Ogni tanto dalle tue parole traspare un po’ di rammarico per non essere considerato come dovresti come autore di canzoni. Ti pesa dopo tanti anni?

“Devo confessarti che avrei voluto che questo aspetto venisse sottolineato maggiormente e negli anni la cosa un po’ ha iniziato a pesarmi. Il problema sta forse nel cliché della rockstar che non è in grado di intendere e di volere o che, se lo è, può parlare solo di birra e figa. Per l’amor di Dio, sono argomenti che ho conosciuto e continuo a conoscere ancora molto bene, ma i miei testi hanno sempre riguardato gli argomenti più disparati, spesso anche non banalissimi o abusati. Ormai ho settant’anni e non ci spero nemmeno più, però vedere che col tempo qualsiasi gruppo o autore preso poco sul serio venga rivalutato, un po’ dispiace. In genere, poi, sono i belli a subire questo tipo rivalutzione, perché sono i primi a non venire considerati come autori di talento. Ad ogni modo, anche in questo caso non si tratta di qualcosa che mi riguarda da vicino (ride, ndr).”

Il disco è registrato completamente dal vivo?
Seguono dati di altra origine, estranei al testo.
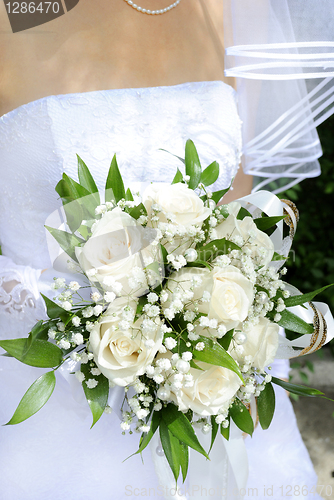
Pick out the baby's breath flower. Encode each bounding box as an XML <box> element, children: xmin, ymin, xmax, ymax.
<box><xmin>69</xmin><ymin>281</ymin><xmax>80</xmax><ymax>291</ymax></box>
<box><xmin>72</xmin><ymin>333</ymin><xmax>84</xmax><ymax>346</ymax></box>
<box><xmin>147</xmin><ymin>292</ymin><xmax>159</xmax><ymax>303</ymax></box>
<box><xmin>86</xmin><ymin>379</ymin><xmax>98</xmax><ymax>389</ymax></box>
<box><xmin>85</xmin><ymin>321</ymin><xmax>95</xmax><ymax>332</ymax></box>
<box><xmin>72</xmin><ymin>316</ymin><xmax>81</xmax><ymax>327</ymax></box>
<box><xmin>53</xmin><ymin>277</ymin><xmax>66</xmax><ymax>289</ymax></box>
<box><xmin>104</xmin><ymin>291</ymin><xmax>116</xmax><ymax>302</ymax></box>
<box><xmin>93</xmin><ymin>305</ymin><xmax>103</xmax><ymax>316</ymax></box>
<box><xmin>75</xmin><ymin>371</ymin><xmax>85</xmax><ymax>383</ymax></box>
<box><xmin>48</xmin><ymin>328</ymin><xmax>57</xmax><ymax>340</ymax></box>
<box><xmin>62</xmin><ymin>301</ymin><xmax>72</xmax><ymax>311</ymax></box>
<box><xmin>182</xmin><ymin>352</ymin><xmax>192</xmax><ymax>362</ymax></box>
<box><xmin>164</xmin><ymin>337</ymin><xmax>177</xmax><ymax>350</ymax></box>
<box><xmin>195</xmin><ymin>342</ymin><xmax>205</xmax><ymax>351</ymax></box>
<box><xmin>120</xmin><ymin>422</ymin><xmax>130</xmax><ymax>431</ymax></box>
<box><xmin>91</xmin><ymin>367</ymin><xmax>101</xmax><ymax>376</ymax></box>
<box><xmin>59</xmin><ymin>339</ymin><xmax>71</xmax><ymax>350</ymax></box>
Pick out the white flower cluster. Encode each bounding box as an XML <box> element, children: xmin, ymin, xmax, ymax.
<box><xmin>47</xmin><ymin>181</ymin><xmax>290</xmax><ymax>437</ymax></box>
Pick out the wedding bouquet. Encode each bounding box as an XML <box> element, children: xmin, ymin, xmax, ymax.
<box><xmin>0</xmin><ymin>140</ymin><xmax>332</xmax><ymax>483</ymax></box>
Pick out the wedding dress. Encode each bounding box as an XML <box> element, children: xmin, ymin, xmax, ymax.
<box><xmin>0</xmin><ymin>81</ymin><xmax>321</xmax><ymax>500</ymax></box>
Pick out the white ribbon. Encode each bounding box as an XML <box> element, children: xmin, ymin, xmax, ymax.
<box><xmin>150</xmin><ymin>421</ymin><xmax>248</xmax><ymax>500</ymax></box>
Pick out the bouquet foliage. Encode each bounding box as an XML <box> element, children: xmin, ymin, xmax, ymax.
<box><xmin>0</xmin><ymin>140</ymin><xmax>331</xmax><ymax>482</ymax></box>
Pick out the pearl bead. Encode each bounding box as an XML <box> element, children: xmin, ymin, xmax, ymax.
<box><xmin>157</xmin><ymin>387</ymin><xmax>170</xmax><ymax>400</ymax></box>
<box><xmin>257</xmin><ymin>291</ymin><xmax>269</xmax><ymax>305</ymax></box>
<box><xmin>184</xmin><ymin>248</ymin><xmax>198</xmax><ymax>262</ymax></box>
<box><xmin>156</xmin><ymin>445</ymin><xmax>165</xmax><ymax>456</ymax></box>
<box><xmin>208</xmin><ymin>199</ymin><xmax>216</xmax><ymax>210</ymax></box>
<box><xmin>176</xmin><ymin>359</ymin><xmax>190</xmax><ymax>373</ymax></box>
<box><xmin>234</xmin><ymin>332</ymin><xmax>247</xmax><ymax>345</ymax></box>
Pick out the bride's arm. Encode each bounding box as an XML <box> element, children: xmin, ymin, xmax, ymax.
<box><xmin>220</xmin><ymin>165</ymin><xmax>253</xmax><ymax>203</ymax></box>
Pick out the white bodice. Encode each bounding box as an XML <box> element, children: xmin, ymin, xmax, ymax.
<box><xmin>0</xmin><ymin>81</ymin><xmax>241</xmax><ymax>270</ymax></box>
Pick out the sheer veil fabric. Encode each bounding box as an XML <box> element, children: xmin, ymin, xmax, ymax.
<box><xmin>224</xmin><ymin>0</ymin><xmax>334</xmax><ymax>192</ymax></box>
<box><xmin>0</xmin><ymin>2</ymin><xmax>334</xmax><ymax>499</ymax></box>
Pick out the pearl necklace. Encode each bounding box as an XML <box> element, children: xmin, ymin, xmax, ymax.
<box><xmin>123</xmin><ymin>0</ymin><xmax>181</xmax><ymax>15</ymax></box>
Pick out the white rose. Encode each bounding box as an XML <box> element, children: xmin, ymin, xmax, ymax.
<box><xmin>209</xmin><ymin>266</ymin><xmax>254</xmax><ymax>329</ymax></box>
<box><xmin>232</xmin><ymin>318</ymin><xmax>279</xmax><ymax>371</ymax></box>
<box><xmin>169</xmin><ymin>362</ymin><xmax>242</xmax><ymax>416</ymax></box>
<box><xmin>75</xmin><ymin>207</ymin><xmax>160</xmax><ymax>296</ymax></box>
<box><xmin>215</xmin><ymin>214</ymin><xmax>274</xmax><ymax>266</ymax></box>
<box><xmin>90</xmin><ymin>298</ymin><xmax>163</xmax><ymax>386</ymax></box>
<box><xmin>164</xmin><ymin>265</ymin><xmax>254</xmax><ymax>330</ymax></box>
<box><xmin>143</xmin><ymin>183</ymin><xmax>211</xmax><ymax>227</ymax></box>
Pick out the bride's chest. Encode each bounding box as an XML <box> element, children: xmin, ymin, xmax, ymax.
<box><xmin>0</xmin><ymin>82</ymin><xmax>241</xmax><ymax>268</ymax></box>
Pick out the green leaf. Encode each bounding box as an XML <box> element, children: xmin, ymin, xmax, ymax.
<box><xmin>193</xmin><ymin>336</ymin><xmax>244</xmax><ymax>382</ymax></box>
<box><xmin>172</xmin><ymin>168</ymin><xmax>184</xmax><ymax>184</ymax></box>
<box><xmin>186</xmin><ymin>260</ymin><xmax>212</xmax><ymax>270</ymax></box>
<box><xmin>229</xmin><ymin>399</ymin><xmax>254</xmax><ymax>436</ymax></box>
<box><xmin>159</xmin><ymin>420</ymin><xmax>182</xmax><ymax>482</ymax></box>
<box><xmin>196</xmin><ymin>238</ymin><xmax>241</xmax><ymax>262</ymax></box>
<box><xmin>185</xmin><ymin>139</ymin><xmax>202</xmax><ymax>190</ymax></box>
<box><xmin>190</xmin><ymin>359</ymin><xmax>204</xmax><ymax>370</ymax></box>
<box><xmin>284</xmin><ymin>284</ymin><xmax>334</xmax><ymax>307</ymax></box>
<box><xmin>272</xmin><ymin>252</ymin><xmax>287</xmax><ymax>262</ymax></box>
<box><xmin>24</xmin><ymin>321</ymin><xmax>50</xmax><ymax>352</ymax></box>
<box><xmin>162</xmin><ymin>404</ymin><xmax>209</xmax><ymax>459</ymax></box>
<box><xmin>159</xmin><ymin>148</ymin><xmax>185</xmax><ymax>164</ymax></box>
<box><xmin>257</xmin><ymin>382</ymin><xmax>275</xmax><ymax>430</ymax></box>
<box><xmin>41</xmin><ymin>294</ymin><xmax>69</xmax><ymax>320</ymax></box>
<box><xmin>5</xmin><ymin>371</ymin><xmax>56</xmax><ymax>425</ymax></box>
<box><xmin>209</xmin><ymin>415</ymin><xmax>219</xmax><ymax>453</ymax></box>
<box><xmin>0</xmin><ymin>338</ymin><xmax>63</xmax><ymax>368</ymax></box>
<box><xmin>57</xmin><ymin>173</ymin><xmax>91</xmax><ymax>201</ymax></box>
<box><xmin>218</xmin><ymin>329</ymin><xmax>234</xmax><ymax>351</ymax></box>
<box><xmin>237</xmin><ymin>207</ymin><xmax>252</xmax><ymax>220</ymax></box>
<box><xmin>129</xmin><ymin>203</ymin><xmax>147</xmax><ymax>220</ymax></box>
<box><xmin>29</xmin><ymin>321</ymin><xmax>49</xmax><ymax>342</ymax></box>
<box><xmin>45</xmin><ymin>226</ymin><xmax>85</xmax><ymax>262</ymax></box>
<box><xmin>278</xmin><ymin>309</ymin><xmax>314</xmax><ymax>334</ymax></box>
<box><xmin>220</xmin><ymin>418</ymin><xmax>230</xmax><ymax>440</ymax></box>
<box><xmin>211</xmin><ymin>188</ymin><xmax>231</xmax><ymax>204</ymax></box>
<box><xmin>77</xmin><ymin>224</ymin><xmax>90</xmax><ymax>240</ymax></box>
<box><xmin>254</xmin><ymin>215</ymin><xmax>286</xmax><ymax>231</ymax></box>
<box><xmin>200</xmin><ymin>161</ymin><xmax>219</xmax><ymax>187</ymax></box>
<box><xmin>134</xmin><ymin>295</ymin><xmax>148</xmax><ymax>321</ymax></box>
<box><xmin>81</xmin><ymin>365</ymin><xmax>109</xmax><ymax>427</ymax></box>
<box><xmin>272</xmin><ymin>377</ymin><xmax>325</xmax><ymax>397</ymax></box>
<box><xmin>77</xmin><ymin>155</ymin><xmax>99</xmax><ymax>196</ymax></box>
<box><xmin>125</xmin><ymin>187</ymin><xmax>134</xmax><ymax>201</ymax></box>
<box><xmin>180</xmin><ymin>442</ymin><xmax>189</xmax><ymax>483</ymax></box>
<box><xmin>105</xmin><ymin>154</ymin><xmax>125</xmax><ymax>203</ymax></box>
<box><xmin>63</xmin><ymin>200</ymin><xmax>84</xmax><ymax>233</ymax></box>
<box><xmin>136</xmin><ymin>411</ymin><xmax>161</xmax><ymax>455</ymax></box>
<box><xmin>55</xmin><ymin>178</ymin><xmax>73</xmax><ymax>201</ymax></box>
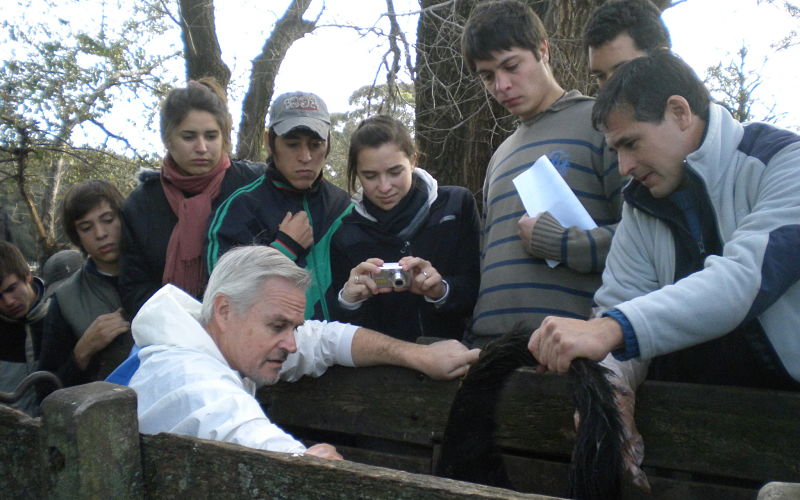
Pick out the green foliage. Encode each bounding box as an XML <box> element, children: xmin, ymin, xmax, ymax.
<box><xmin>1</xmin><ymin>0</ymin><xmax>177</xmax><ymax>150</ymax></box>
<box><xmin>0</xmin><ymin>0</ymin><xmax>177</xmax><ymax>260</ymax></box>
<box><xmin>0</xmin><ymin>147</ymin><xmax>154</xmax><ymax>260</ymax></box>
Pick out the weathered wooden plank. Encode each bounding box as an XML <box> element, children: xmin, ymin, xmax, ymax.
<box><xmin>41</xmin><ymin>382</ymin><xmax>144</xmax><ymax>499</ymax></box>
<box><xmin>758</xmin><ymin>481</ymin><xmax>800</xmax><ymax>499</ymax></box>
<box><xmin>501</xmin><ymin>453</ymin><xmax>759</xmax><ymax>500</ymax></box>
<box><xmin>280</xmin><ymin>424</ymin><xmax>436</xmax><ymax>474</ymax></box>
<box><xmin>636</xmin><ymin>381</ymin><xmax>800</xmax><ymax>482</ymax></box>
<box><xmin>502</xmin><ymin>454</ymin><xmax>570</xmax><ymax>497</ymax></box>
<box><xmin>140</xmin><ymin>433</ymin><xmax>561</xmax><ymax>499</ymax></box>
<box><xmin>632</xmin><ymin>475</ymin><xmax>757</xmax><ymax>500</ymax></box>
<box><xmin>490</xmin><ymin>368</ymin><xmax>800</xmax><ymax>482</ymax></box>
<box><xmin>493</xmin><ymin>369</ymin><xmax>575</xmax><ymax>456</ymax></box>
<box><xmin>334</xmin><ymin>443</ymin><xmax>433</xmax><ymax>474</ymax></box>
<box><xmin>260</xmin><ymin>365</ymin><xmax>800</xmax><ymax>486</ymax></box>
<box><xmin>291</xmin><ymin>425</ymin><xmax>763</xmax><ymax>500</ymax></box>
<box><xmin>261</xmin><ymin>365</ymin><xmax>458</xmax><ymax>446</ymax></box>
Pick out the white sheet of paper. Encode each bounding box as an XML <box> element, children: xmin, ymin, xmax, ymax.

“Quasi completamente, se consideri qualche inevitabile ritocco e per esempio il solo di Brian May di cui parlavamo prima. Non c’è niente da fare, abbiamo capito che dal vivo in studio è il modo migliore in cui riusciamo ad esprimere tutta la nostra potenza. Funziona quasi sempre così quando ci mettiamo a pensare il da farsi per un nuovo album. Devo dire che non siamo tipi da molte parole, in particolare io, quindi anche durante la fase compositiva ognuno è impegnato a fare il suo: loro pensano alla musica e alla fine arrivo io con i testi, pochi take e via. Quello che parla di più è Phil, che infatti in pratica è il nostro portavoce quando dobbiamo comunicare qualsiasi cosa, in particolare le cose brutte (ride, ndr). La verità, tuttavia, è che a volte le canzoni vengono meglio di altre, quindi non solo è impensabile non sbagliare mai un colpo, ma soprattutto chi ad ogni album ti ripete che è il migliore, sa di dire un’enorme stronzata.”